Autre élément très parlant : finalement la Superwoman la plus durable est une ennemie de la Justice League qui vit sur Terre 3. Il s’agit en fait d’un équivalent maléfique de Wonder Woman mais cette Superwoman est bien… Lois Lane, installant d’une autre manière le fait que si Lois finissait un jour par obtenir de vrais pouvoirs, la situation tournerait au vinaigre. A ce propos, une autre révélation nous viendra indirectement des aventures de Flash (Barry Allen), quand il fera la connaissance du Flash du Golden Age (Jay Garrick)… qu’il connait pourtant bien puisque Barry lisait les aventures de Jay lorsqu’il était petit. Les deux Flash établissent la théorie, confirmée par la suite, que les auteurs de BD de Terre 1 (le monde de Barry) sont sans doute connectés via leurs rêves aux évènements de Terre 2 (le monde de Jay).

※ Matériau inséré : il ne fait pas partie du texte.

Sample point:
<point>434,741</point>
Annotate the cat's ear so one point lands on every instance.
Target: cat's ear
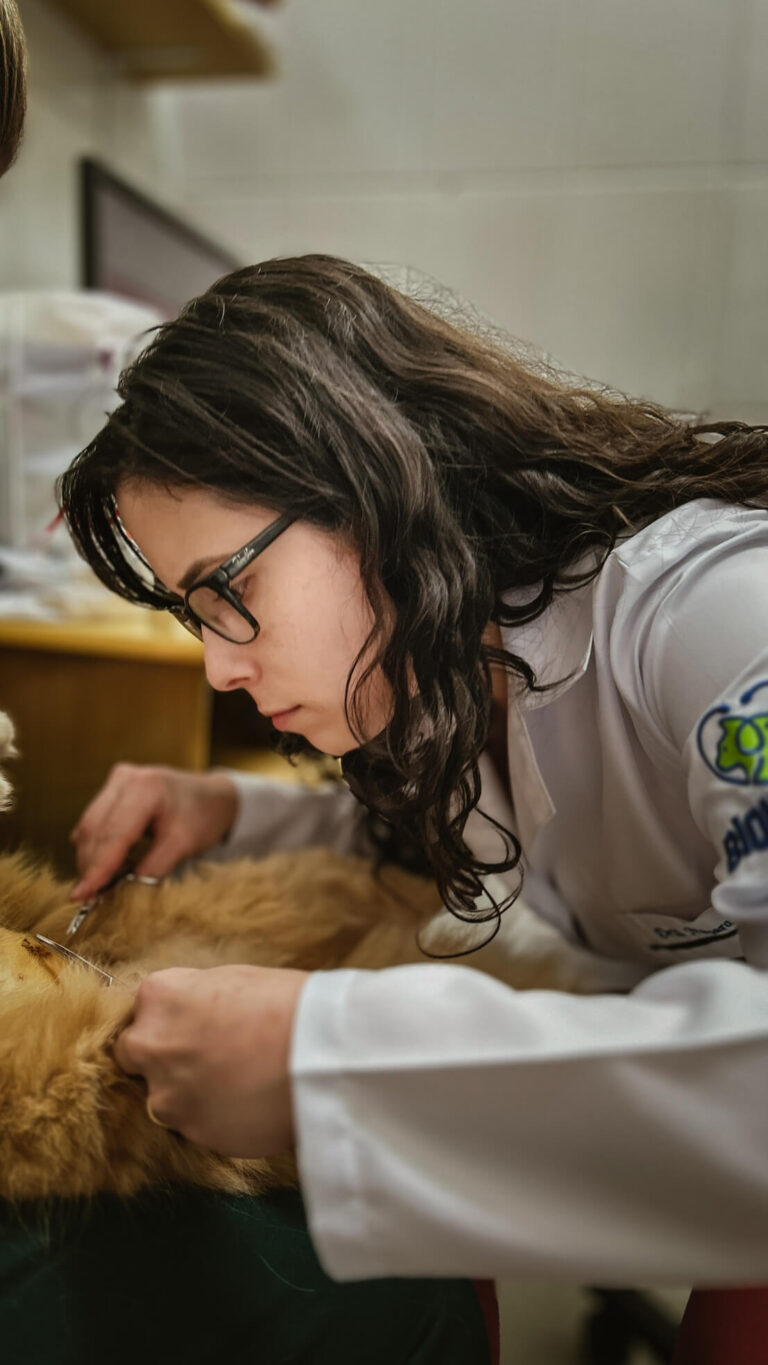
<point>7,751</point>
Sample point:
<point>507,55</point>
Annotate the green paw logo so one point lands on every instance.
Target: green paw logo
<point>735,745</point>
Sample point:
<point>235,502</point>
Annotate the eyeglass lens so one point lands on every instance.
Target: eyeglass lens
<point>220,614</point>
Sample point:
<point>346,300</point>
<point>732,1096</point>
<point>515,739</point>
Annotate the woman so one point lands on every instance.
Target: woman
<point>12,82</point>
<point>371,518</point>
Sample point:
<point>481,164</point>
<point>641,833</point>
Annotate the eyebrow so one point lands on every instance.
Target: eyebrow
<point>198,568</point>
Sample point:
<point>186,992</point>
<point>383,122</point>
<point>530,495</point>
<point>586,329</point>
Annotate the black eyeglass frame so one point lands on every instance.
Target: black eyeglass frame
<point>220,579</point>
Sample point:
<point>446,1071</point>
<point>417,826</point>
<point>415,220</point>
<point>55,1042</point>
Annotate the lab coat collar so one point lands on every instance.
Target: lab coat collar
<point>557,646</point>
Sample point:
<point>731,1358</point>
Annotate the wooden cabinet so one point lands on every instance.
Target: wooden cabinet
<point>83,696</point>
<point>163,38</point>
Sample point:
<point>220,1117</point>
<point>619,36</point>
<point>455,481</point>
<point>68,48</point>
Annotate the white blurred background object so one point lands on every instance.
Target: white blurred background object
<point>60,355</point>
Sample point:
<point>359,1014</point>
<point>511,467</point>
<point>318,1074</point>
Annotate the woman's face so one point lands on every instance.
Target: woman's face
<point>304,590</point>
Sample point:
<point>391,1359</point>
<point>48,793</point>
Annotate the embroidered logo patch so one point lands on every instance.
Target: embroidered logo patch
<point>734,744</point>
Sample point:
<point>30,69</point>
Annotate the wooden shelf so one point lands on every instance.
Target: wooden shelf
<point>120,634</point>
<point>153,40</point>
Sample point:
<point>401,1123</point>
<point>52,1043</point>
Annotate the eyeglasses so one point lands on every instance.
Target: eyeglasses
<point>212,602</point>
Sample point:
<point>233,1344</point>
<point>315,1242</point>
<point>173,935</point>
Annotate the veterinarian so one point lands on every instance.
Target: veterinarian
<point>373,518</point>
<point>12,82</point>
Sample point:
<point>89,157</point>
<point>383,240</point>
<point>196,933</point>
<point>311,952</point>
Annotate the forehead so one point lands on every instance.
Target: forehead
<point>178,527</point>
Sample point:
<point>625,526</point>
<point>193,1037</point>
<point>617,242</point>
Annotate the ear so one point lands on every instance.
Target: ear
<point>7,751</point>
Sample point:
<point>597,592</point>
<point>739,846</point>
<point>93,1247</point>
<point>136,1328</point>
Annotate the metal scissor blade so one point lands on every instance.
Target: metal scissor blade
<point>75,957</point>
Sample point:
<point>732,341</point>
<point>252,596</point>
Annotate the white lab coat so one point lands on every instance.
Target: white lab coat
<point>449,1125</point>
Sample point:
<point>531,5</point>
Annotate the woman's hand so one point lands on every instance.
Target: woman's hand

A partir de là Action Comics #60 pourrait très bien se comprendre comme étant l’origine de la Superwoman de Terre 3, perçue par la Lois habituelle à travers ses rêves. Les débouchés les plus récents de cette Superwoman ont été aperçus dans All-Star Superman (où le héros confère à Lois ses pouvoirs pendant quelques temps mais dans une optique totalement différente, comme un cadeau bien vécu de par et d’autres) ainsi que dans la saga de New Krypton où une terrienne est modifiée par l’armée américaine pour pouvoir infiltrer les rangs des Kryptonniens. Cette Superwoman-là (maléfique) s’avère finalement être… Lucy Lane, la petite sœur de Lois. Bien sûr tout ça a été balayé par la refonte de l’univers DC et il n’existe plus, à l’heure actuelle, de version moderne d’une Superwoman liée à Lois. Mais ce n’est qu’une question de temps avant que l’idée refasse surface…

[Xavier Fournier]

[1] Je ne suis généralement pas très chaud pour parler du Wold Newton Universe, qui n’est rien d’autre qu’une fanfiction sans portée officielle (et dans laquelle on peut faire les rapprochements les plus farfelus), mais force est de constater que Philip José Farmer a été le premier à dresser un lien entre les deux Lane. Dans sa version Margo et Lois sont sœurs.

[2] Globalement les femmes ont le droit de vote aux USA depuis 1920, mais certains états ont ratifié cet amendement (le 19ème de la constitution américaine) bien plus tard, comme le Maryland en 1941, la Floride et la Caroline-du-Sud en 1969… Jusqu’au Mississippi, qui ne l’a adopté qu’en 1984).